Suppose that in a certain district, 40% of the registered voters prefer candidate $$A$$. A random sample of 50 registered voters is selected. Let $$Z$$ denote the number in the sample who prefer $$A$$. Find each of the following:

1. The probability density function of $$Z$$.
2. The mean of $$Z$$.
3. The variance of $$Z$$.
4. The probability that $$Z$$ is less that 19.
5. The normal approximation to the probability in (d).
1. $$\P(Z = z) = \binom{50}{z} \left(\frac{2}{5}\right)^z \left(\frac{3}{5}\right)^{50-z}$$ for $$z \in \{0, 1, \ldots, 50\}$$
2. $$\E(Z) = 20$$
3. $$\var(Z) = 12$$
4. $$\P(Z \lt 19) = 0.3356$$
5. $$\P(Z \lt 19) \approx 0.3330$$

#### Coins and Dice

Recall that a standard die is a six-sided die. A fair die is one in which the faces are equally likely. An ace-six flat die is a standard die in which faces 1 and 6 have probability $$\frac{1}{4}$$ each, and faces 2, 3, 4, and 5 have probability $$\frac{1}{8}$$.
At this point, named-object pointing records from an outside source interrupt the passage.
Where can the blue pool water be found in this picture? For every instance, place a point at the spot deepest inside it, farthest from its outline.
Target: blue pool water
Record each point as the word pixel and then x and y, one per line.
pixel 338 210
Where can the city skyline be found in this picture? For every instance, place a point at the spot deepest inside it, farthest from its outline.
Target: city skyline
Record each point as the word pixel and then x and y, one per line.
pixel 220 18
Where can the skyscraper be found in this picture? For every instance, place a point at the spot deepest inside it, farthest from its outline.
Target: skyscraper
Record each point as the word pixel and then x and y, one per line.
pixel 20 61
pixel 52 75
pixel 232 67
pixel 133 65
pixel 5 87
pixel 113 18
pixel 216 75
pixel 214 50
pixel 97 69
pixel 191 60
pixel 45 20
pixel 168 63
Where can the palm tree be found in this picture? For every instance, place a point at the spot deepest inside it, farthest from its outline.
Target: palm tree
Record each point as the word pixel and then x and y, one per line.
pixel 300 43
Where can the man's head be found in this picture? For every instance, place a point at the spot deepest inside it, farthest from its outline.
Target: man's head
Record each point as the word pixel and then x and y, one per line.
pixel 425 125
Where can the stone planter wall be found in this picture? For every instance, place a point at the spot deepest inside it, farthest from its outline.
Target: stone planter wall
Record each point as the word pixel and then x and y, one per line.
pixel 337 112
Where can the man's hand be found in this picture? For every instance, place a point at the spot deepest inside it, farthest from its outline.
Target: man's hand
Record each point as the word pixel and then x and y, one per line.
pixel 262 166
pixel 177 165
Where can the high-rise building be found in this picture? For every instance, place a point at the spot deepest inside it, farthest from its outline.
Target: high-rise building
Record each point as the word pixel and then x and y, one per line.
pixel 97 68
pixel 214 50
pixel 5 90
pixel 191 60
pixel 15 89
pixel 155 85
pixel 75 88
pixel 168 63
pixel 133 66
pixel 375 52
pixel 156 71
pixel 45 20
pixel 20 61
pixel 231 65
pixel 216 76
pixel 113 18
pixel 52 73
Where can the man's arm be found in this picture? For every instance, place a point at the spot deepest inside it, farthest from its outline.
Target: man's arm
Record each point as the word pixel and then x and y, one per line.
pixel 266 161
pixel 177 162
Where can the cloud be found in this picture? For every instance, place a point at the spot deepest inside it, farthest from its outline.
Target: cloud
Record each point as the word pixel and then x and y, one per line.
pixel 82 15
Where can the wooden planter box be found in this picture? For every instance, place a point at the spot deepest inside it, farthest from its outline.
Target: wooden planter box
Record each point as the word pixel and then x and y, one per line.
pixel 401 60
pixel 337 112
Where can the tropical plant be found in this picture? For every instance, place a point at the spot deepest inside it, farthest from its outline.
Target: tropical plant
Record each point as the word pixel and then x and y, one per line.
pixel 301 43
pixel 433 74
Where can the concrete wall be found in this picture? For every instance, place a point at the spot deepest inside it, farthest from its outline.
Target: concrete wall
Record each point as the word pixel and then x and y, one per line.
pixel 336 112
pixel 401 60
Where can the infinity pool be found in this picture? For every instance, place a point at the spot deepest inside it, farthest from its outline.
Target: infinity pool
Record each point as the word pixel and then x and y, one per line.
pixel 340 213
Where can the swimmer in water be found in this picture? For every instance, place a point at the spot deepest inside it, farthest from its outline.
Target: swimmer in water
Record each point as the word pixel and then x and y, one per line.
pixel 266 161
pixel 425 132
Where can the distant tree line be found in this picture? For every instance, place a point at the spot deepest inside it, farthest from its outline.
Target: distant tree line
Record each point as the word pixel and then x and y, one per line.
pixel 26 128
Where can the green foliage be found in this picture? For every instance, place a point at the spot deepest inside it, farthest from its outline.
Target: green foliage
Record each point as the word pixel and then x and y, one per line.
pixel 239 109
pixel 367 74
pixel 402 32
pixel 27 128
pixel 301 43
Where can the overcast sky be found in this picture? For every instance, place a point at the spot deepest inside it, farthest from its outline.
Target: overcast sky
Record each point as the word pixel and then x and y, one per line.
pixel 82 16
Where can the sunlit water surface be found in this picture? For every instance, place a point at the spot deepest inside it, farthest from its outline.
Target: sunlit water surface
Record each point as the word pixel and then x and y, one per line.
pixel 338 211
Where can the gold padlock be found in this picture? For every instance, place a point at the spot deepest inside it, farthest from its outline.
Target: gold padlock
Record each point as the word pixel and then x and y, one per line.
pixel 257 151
A standard, fair die is tossed 10 times. Let $$N$$ denote the number of aces. Find each of the following:

1. The probability density function of $$N$$.
2. The mean of $$N$$.
3. The variance of $$N$$.
1. $$\P(N = k) = \binom{10}{k} \left(\frac{1}{6}\right)^k \left(\frac{5}{6}\right)^{10-k}$$ for $$k \in \{0, 1, \ldots, 10\}$$
2. $$\E(N) = \frac{5}{3}$$
3. $$\var(N) = \frac{25}{18}$$

A coin is tossed 100 times and results in 30 heads. Find the probability density function of the number of heads in the first 20 tosses.

Let $$Y_n$$ denote the number of heads in the first $$n$$ tosses.

$\P(Y_{20} = y \mid Y_{100} = 30) = \frac{\binom{20}{y} \binom{80}{30 - y}}{\binom{100}{30}}, \quad y \in \{0, 1, \ldots, 20\}$

An ace-six flat die is rolled 1000 times. Let $$Z$$ denote the number of times that a score of 1 or 2 occurred. Find each of the following:

1. The probability density function of $$Z$$.
2. The mean of $$Z$$.
3. The variance of $$Z$$.
4. The probability that $$Z$$ is at least 400.
5. The normal approximation of the probability in (d)
1. $$\P(Z = z) = \binom{1000}{z} \left(\frac{3}{8}\right)^z \left(\frac{5}{8}\right)^{1000-z}$$ for $$z \in \{0, 1, \ldots, 1000\}$$
2. $$\E(Z) = 375$$
3. $$\var(Z) = 1875 / 8$$
4. $$\P(Z \ge 400) \approx 0.0552$$
5. $$\P(Z \ge 400) \approx 0.0550$$

In the binomial coin experiment, select the proportion of heads. Set $$n = 10$$ and $$p = 0.4$$. Run the experiment 100 times. Over all 100 runs, compute the square root of the average of the squares of the errors, when $$M$$ used to estimate $$p$$. This number is a measure of the quality of the estimate.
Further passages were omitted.